Financial Disclosure

This research was funded by the CNDTCG under the CCSS. The content of this publication does not necessarily reflect the views or policies of the Department of Health and Human Services, nor does the mention of trade names, commercial products, or organizations imply endorsement by the U.S. Government. The authors declare no conflicts of interest.

Ethics Statement

The study protocol was reviewed and approved by the Scientific Ethics Committee of the Hospital Nacional de Niños under protocol number HNN-DG-CEC-045-2025. Given the retrospective nature of the study and the use of anonymized data, the requirement for informed consent was waived in accordance with national and institutional regulations. All procedures were conducted in accordance with the principles of the Declaration of Helsinki and Costa Rican ethical guidelines for human research.

Patient and Public Involvement

Patients and members of the public were not involved in the design, conduct, reporting, or dissemination plans of this research.
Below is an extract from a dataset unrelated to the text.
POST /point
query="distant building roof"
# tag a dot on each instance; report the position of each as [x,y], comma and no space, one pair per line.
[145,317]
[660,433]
The study relied exclusively on secondary analysis of existing clinical and pathological data from institutional registries.

Data Availability Statement

The datasets generated and analyzed during the current study are not publicly available due to institutional confidentiality agreements and patient privacy regulations. De-identified data may be made available from the corresponding author upon reasonable request and with approval from the CCSS and the Scientific Ethics Committee.

Conflicts of Interest

The authors declare no conflicts of interest regarding the publication of this paper.